Are you interested in a layman conversation to discuss a variety of fictional or realistic possibilities with AI/ML/Robotics and how far we can reach within our the foreseeable future? Let’s connect for CES.
- Contribute to a prototype for boosting max human speed capabilities in every activity – Stuff Made Here ; Mark Rober; Hacksmith
- Contribute to a prototype that boosts max human brain capabilities – Neuralink; Synchron Inc; Kernel Neurotech
- Contribute to solving 215 petabytes of DNA data for max life expectancy – possible solution Columbia University and the New York Genome Center; Nick Goldman; CRISPR
- Contribute to creating an AI that can pass the Turing Test or reach level 4 – Dojo ; DRIVE Thor; Argo AI
- Contribute to reconfiguring a robotic suit that increases everyday safety – Palantir; Sarcos Technology; Boston Dynamics
- Contribute to an AI system that preserves, creates and recreates back up copies of past max human intelligence beyond time constraint – Joe Rogan interviews Steve Jobs; Tensor Holography; Digital Humans
- Contribute to ML pipelines to support experimentation, continuous integration, deployment (CI/CD), verification, validation, and monitoring of ML models in production – Google Cloud Tech; Amazon Web Services; IBM Watson;
- Contribute to SpaceX, NASA & Blue Origin goal for multiplanet species – SpaceX; Blue Origin; Virgin Galactic
- Disclaimer: Contribute can be a very miniscule contribution
Solving the 215 petabytes of DNA in the human body requires a combination of advanced computational methods, data storage technologies, and collaborative efforts among researchers. Here’s an outline of how this can be approached:
- Data acquisition: Obtain high-quality DNA sequences from a diverse range of individuals using state-of-the-art sequencing technologies. This will ensure that the dataset accurately represents the genetic diversity of the human population.

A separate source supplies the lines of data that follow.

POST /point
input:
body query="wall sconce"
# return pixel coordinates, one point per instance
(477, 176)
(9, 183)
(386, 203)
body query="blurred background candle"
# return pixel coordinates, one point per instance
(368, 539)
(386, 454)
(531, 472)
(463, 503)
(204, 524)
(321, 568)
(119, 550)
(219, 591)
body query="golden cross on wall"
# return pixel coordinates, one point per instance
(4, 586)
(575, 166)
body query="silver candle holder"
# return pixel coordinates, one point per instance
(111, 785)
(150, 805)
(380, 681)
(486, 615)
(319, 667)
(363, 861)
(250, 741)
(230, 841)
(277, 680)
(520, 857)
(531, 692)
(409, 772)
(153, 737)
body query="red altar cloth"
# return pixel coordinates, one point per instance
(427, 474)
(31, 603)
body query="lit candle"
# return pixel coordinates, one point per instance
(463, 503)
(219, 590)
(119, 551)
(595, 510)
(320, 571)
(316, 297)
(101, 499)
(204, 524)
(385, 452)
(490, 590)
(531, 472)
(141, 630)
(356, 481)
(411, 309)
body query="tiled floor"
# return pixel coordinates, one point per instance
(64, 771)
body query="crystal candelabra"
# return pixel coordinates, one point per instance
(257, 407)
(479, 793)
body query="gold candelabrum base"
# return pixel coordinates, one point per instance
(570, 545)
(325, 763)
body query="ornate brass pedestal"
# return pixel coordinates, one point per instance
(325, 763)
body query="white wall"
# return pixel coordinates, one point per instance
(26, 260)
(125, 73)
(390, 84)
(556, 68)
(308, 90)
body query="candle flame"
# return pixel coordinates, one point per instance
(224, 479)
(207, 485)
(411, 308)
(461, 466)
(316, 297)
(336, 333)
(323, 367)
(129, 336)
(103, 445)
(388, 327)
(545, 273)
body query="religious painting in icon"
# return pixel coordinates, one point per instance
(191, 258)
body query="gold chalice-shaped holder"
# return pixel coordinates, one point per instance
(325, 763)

- Data storage: Develop efficient and secure storage solutions for the large volume of genomic data. This may involve using distributed data storage systems and advanced compression algorithms to reduce the storage footprint.
- Data sharing: Establish appropriate protocols and platforms to facilitate data sharing among researchers, while maintaining data privacy and security standards. This will enable scientists to work collaboratively and make the most of the available genomic information.
- Computation: Develop and use advanced computational methods to process and analyze the genomic data. This may involve parallel processing, machine learning algorithms, and specialized hardware like GPUs or TPUs to handle the massive computational requirements.
- Functional annotation: Use bioinformatics tools and experimental data to annotate and understand the functional significance of the DNA sequences. This will involve predicting the function of genes, regulatory elements, and other genomic features, as well as understanding their role in health and disease.
- Population genetics: Analyze the genetic variation within and between populations to understand the evolutionary history of human populations, as well as the genetic basis of complex traits and diseases.
- Clinical applications: Translate the findings from genomic research into clinical practice by identifying potential medical form targets, developing personalized medicine approaches, and improving diagnostics.
- Ethical considerations: Ensure that ethical considerations are taken into account throughout the research process, including informed consent, data privacy, and the fair distribution of benefits from genomic research.
- Education and outreach: Educate the public and healthcare professionals about the importance of genomics and the potential applications in medicine, as well as the associated ethical and social implications.
By leveraging advanced technologies, collaborative efforts, and a multidisciplinary approach, it is possible to address the challenges associated with solving the human 215 petabytes of DNA, leading to a deeper understanding of human biology and the development of new treatments and therapies for various diseases and reaching maximum life expectancy between 100 to 150 years of age.